The taxi-driver left the café, since it was almost half past eight now and the first of the traffic wardens would be coming on. From where they sat they watched him unlock his cab, parked across the street. With its orange light gleaming, he drove away.
‘You’re worried,’ she said, not wanting to say it, pursuing what she sensed was best left.
He shook his head. Bannister had been his client, his particularly, he said; he should have known. But it wasn’t that and she knew it wasn’t. They were lying to one another, she suddenly thought, lies of silence or whatever the term was. She sensed their lies although she hardly knew what her own were, in a way no more than trying to hide her nervousness.
‘They suit you,’ he said. ‘Your Spanish shoes.’

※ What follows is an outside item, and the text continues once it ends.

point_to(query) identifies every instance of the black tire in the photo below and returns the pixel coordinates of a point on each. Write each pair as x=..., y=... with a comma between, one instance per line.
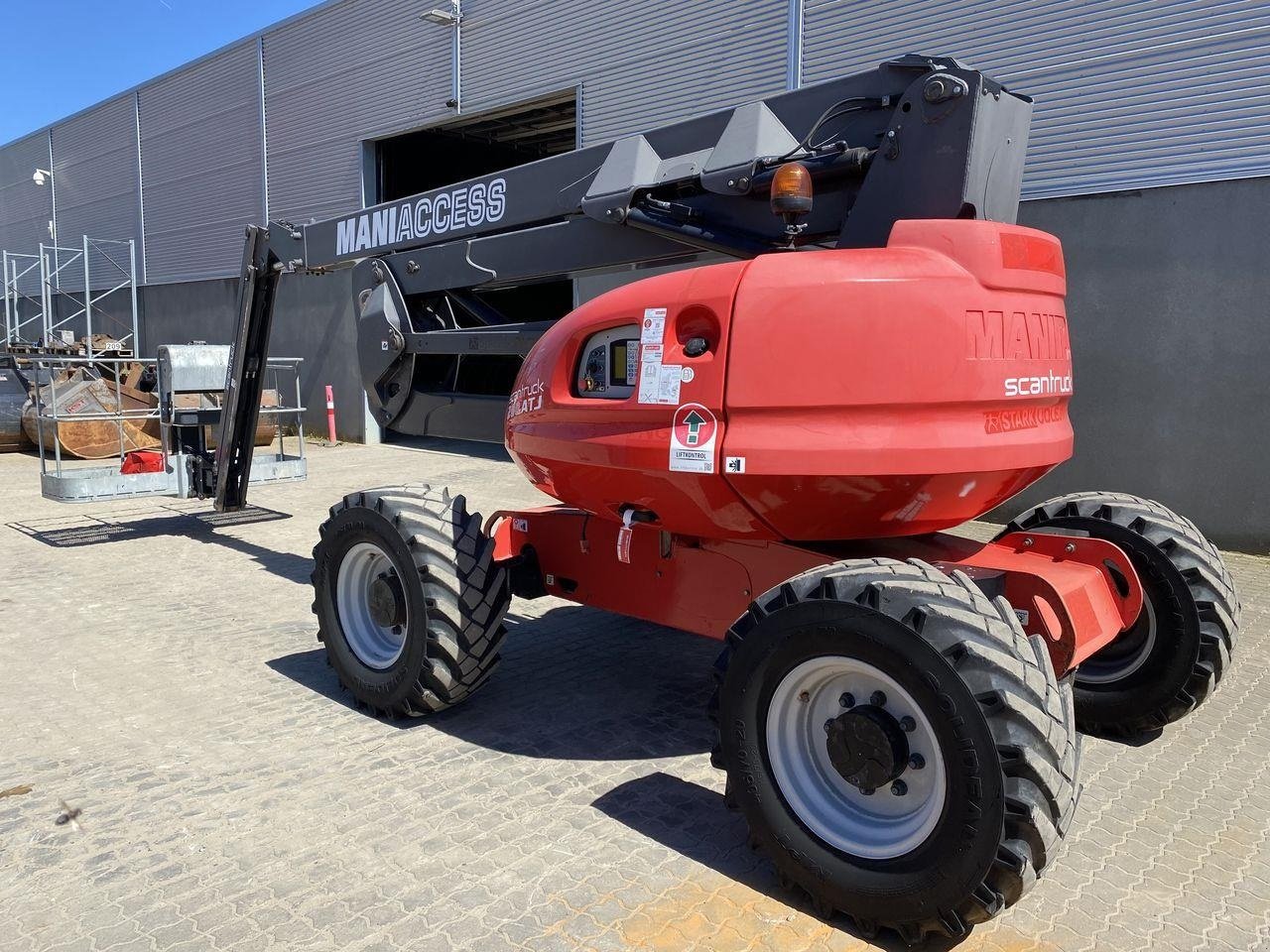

They’d bought them, together, two days ago. She’d asked and the girl had said they were Spanish. He’d noticed them this morning in Chiltern Street, the first time she’d worn them. He’d meant to say they suited her then, but the bagwoman who was usually in Chiltern Street at that time had shuffled by and he’d had to grope in his pocket for her twenty pence.
‘They’re comfortable,’ she said. ‘Surprisingly so.’
‘You thought they mightn’t be.’
‘Yes, I did.’
It was here, at this same table, that she had broken the news of her divorce, not doing so – not even intimating her intentions – until her marriage’s undoing was absolute. Her quiet divorce, she had called it, and didn’t repeat her husband’s protest when the only reason she had offered him was that their marriage had fallen apart. ‘No, there is no one else,’ she had deftly prevaricated, and hadn’t passed that on either. ‘I would have done it anyway,’ she had insisted in the café, though knowing that she might not have. She was happier, she had insisted too. She felt uncluttered, a burden of duty and restriction lifted from her. She’d wanted that.